Keywords

1 Introduction

Social Networking Service (SNS) is very popular in our lives, with the development of information technology and mobile device such as smart phone. By using SNS, it is possible that user can share various information through their friends freely anywhere and anytime. From this reason, the information transmission between consumer on SNS is actively performed, and it sometimes affects the real world. Therefore, SNS have gotten a lot of attention in the business scene as a promotion and marketing tool in recent years [1, 2]. Furthermore, SNS is regarded as an important tool that make it possible to transmit information to many people efficiently in various industries such as retailers, EC sites, political activities and so on.

Twitter is one of the most popular SNS in the world. By using Twitter, users can perform various actions such as “Tweet” and “Retweet”. Moreover, there are a variety of information such as user’s opinion and reputation on Twitter. Using Twitter or other SNS data including those information, we can elucidate various phenomenon occurring on Twitter (e.g. information diffusion and network of friendship between users). Therefore, there have been numerous research related to marketing activities using SNS data. To understand the user behavior on SNS, various researchers have applied studies [3,4,5]. In these studies, they targeted posts data about specific products or the structure of SNS itself and analyzed the SNS data. On the other hand, regarding the TV drama targeted in this research, it is inferred that there are various phenomenon caused by audience (such as post activity in real time of broadcasting time or the period from the episode to the next episode). Therefore, it can be said that elucidation of post activities on Twitter by audience is important analysis for the promotion strategies of TV drama.

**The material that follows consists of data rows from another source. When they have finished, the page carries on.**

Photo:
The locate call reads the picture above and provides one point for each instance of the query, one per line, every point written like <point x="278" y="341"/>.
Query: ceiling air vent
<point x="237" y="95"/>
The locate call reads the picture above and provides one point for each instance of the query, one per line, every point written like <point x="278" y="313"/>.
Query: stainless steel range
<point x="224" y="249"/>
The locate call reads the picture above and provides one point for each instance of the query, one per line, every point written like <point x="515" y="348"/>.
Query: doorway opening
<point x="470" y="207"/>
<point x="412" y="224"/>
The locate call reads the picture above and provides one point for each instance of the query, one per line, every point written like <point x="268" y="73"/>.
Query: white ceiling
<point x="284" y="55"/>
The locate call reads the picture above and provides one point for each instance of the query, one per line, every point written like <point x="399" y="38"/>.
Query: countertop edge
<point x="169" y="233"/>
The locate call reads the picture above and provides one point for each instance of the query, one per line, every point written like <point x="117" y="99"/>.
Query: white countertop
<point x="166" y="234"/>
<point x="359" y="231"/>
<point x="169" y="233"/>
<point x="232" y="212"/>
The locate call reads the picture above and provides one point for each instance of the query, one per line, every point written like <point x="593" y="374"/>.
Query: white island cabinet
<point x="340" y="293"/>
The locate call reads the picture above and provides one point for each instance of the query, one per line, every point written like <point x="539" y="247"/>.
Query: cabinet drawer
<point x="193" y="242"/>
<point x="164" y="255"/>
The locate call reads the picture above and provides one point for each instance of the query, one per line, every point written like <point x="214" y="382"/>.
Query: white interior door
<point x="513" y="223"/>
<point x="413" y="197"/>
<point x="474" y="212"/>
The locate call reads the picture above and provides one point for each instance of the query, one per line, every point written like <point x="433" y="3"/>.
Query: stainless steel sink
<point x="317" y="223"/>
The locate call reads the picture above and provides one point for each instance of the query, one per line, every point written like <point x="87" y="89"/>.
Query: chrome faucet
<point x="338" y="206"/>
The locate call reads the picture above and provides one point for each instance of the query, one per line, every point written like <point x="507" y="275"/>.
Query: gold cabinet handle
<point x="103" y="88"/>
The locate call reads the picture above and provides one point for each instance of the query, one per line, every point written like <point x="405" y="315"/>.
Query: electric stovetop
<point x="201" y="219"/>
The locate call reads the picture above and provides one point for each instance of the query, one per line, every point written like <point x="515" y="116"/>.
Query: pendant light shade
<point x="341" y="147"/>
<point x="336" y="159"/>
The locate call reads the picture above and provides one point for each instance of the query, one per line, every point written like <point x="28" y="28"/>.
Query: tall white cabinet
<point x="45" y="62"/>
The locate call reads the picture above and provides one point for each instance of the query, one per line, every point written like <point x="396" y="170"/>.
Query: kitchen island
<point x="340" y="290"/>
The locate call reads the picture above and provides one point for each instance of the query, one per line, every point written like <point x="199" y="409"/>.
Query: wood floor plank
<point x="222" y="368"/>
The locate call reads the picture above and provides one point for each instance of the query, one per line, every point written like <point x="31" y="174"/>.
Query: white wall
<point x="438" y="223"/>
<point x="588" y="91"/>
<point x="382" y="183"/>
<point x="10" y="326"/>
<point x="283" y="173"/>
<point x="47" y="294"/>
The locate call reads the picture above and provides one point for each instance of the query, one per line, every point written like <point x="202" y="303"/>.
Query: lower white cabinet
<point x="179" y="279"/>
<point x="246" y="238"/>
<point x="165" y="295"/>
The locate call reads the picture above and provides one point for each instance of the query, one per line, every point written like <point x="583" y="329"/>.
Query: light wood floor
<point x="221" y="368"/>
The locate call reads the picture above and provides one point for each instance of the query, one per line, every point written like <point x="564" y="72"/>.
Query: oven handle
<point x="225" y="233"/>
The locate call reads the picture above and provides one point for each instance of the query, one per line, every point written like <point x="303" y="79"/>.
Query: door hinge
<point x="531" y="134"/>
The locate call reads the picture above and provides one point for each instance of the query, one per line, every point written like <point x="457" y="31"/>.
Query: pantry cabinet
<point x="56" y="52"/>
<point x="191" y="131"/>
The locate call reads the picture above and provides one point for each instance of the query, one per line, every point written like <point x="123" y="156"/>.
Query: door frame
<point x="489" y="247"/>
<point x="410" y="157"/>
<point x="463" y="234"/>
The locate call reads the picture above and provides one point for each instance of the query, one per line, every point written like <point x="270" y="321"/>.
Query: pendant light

2 Related Studies and Our Purpose

In this section, first, we introduce some related studies about SNS analysis. Next, we show the objective of this study.

Yang et al. [3] analyzed the information diffusion phenomenon on Twitter. Especially, they proposed model that able to capture the three main specifics of information diffusion (speed, scale and range) using survival analysis. As the result, they found that some specific of the tweets can predict the diffusion phenomenon. Matsumura et al. [4] proposed an influence diffusion model that express how articles and words were diffused. As the result, using the above model, they identified influencer who post information that gets interest of others and words reflecting consumer insights. Matsuo et al. [5] investigated the network structure of the user networks created on the largest SNS site in Japan. Moreover, they confirmed the structure of the community formed by the relationship of users on the network.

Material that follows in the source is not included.